Simon Willison’s Weblog

Subscribe
Atom feed

Blogmarks

Filters: Sorted by date

Tokyo Tyrant Tutorial. Buried at the bottom of the Tokyo Tyrant protocol documentation, this is the best resource I’ve seen yet for getting up and running with the database server (including setting up replication).

# 14th February 2009, 11:29 am / databases, keyvaluepairs, replication, tokyocabinet, tokyotyrant

Specify your canonical. You can now use a link rel=“canonical” to tell Google that a page has a canonical URL elsewhere. I’ve run in to this problem a bunch of times—in some sites it really does make sense to have the same content shown in two different places—and this seems like a neat solution that could apply to much more than just metadata for external search engines.

# 14th February 2009, 11:28 am / canonical, google, metadata, relcanonical, search-engines, seo, urls

pytyrant. A pure-python client library for the Tokyo Tyrant binary protocol (used to access Tokyo Cabinet databases over a network). The library appears to be developed by Bob Ippolito and the team at Mochi Media.
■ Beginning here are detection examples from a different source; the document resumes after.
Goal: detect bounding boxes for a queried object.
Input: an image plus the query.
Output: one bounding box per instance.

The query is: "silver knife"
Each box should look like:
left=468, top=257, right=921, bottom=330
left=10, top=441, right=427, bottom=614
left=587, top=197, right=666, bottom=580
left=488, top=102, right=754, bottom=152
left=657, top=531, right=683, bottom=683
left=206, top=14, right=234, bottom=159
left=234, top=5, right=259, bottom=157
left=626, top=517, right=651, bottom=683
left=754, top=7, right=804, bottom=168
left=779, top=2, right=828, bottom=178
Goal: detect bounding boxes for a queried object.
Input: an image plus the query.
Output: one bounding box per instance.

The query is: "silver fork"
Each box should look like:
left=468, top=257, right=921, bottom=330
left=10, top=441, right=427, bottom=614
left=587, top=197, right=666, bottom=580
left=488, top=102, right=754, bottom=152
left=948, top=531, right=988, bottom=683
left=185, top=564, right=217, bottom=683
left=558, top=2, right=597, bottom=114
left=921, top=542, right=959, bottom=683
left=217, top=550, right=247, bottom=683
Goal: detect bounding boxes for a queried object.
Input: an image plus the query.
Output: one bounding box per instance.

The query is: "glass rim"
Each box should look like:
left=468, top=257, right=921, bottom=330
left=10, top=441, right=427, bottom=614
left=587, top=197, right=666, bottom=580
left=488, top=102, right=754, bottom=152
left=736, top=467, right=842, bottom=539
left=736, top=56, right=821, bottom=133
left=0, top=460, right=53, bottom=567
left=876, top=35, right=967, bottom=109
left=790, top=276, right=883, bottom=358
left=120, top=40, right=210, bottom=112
# 14th February 2009, 11:19 am / bob-ippolito, mochimedia, python, pytyrant, tokyocabinet, tokyotyrant

Tokyo Cabinet: Beyond Key-Value Store. Useful overview of Yet Another Scalable Key Value Store. Interesting points: multiple backends (hash table, B-Tree, in memory, on disk), a “table” engine which enables more advanced queries, a network server that supports HTTP, memcached or its own binary protocol and the ability to extend the engine with Lua scripts.

# 14th February 2009, 11:17 am / databases, hash, http, keyvaluepairs, lua, memcached, tokyocabinet

Twitter Don’t Click Exploit. Someone ran a successful ClickJacking exploit against Twitter users, using a transparent iframe holding the Twitter homepage with a status message fed in by a query string parameter. Thiss will definitely help raise awareness of ClickJacking! Twitter has now added framebusting JavaScript to prevent the exploit.

# 12th February 2009, 7:56 pm / chris-shiflett, clickjacking, framebusting, javascript, security, twitter

EuroDjangoCon 2009. Tickets are now on sale for the conference, scheduled for 4th-6th of May (not March as I originally said) in Prague (followed by two days of development sprints).

# 12th February 2009, 4:59 pm / django, djangocon, eurodjangocn, prague, python

Whoosh. A brand new, pure-python full text indexing engine (think Lucene). Claims to offer performance in the same league as wrappers to C or Java libraries. If this works as well as it claims it will be an excellent tool for adding search to projects that wish to avoid a dependency on an external engine.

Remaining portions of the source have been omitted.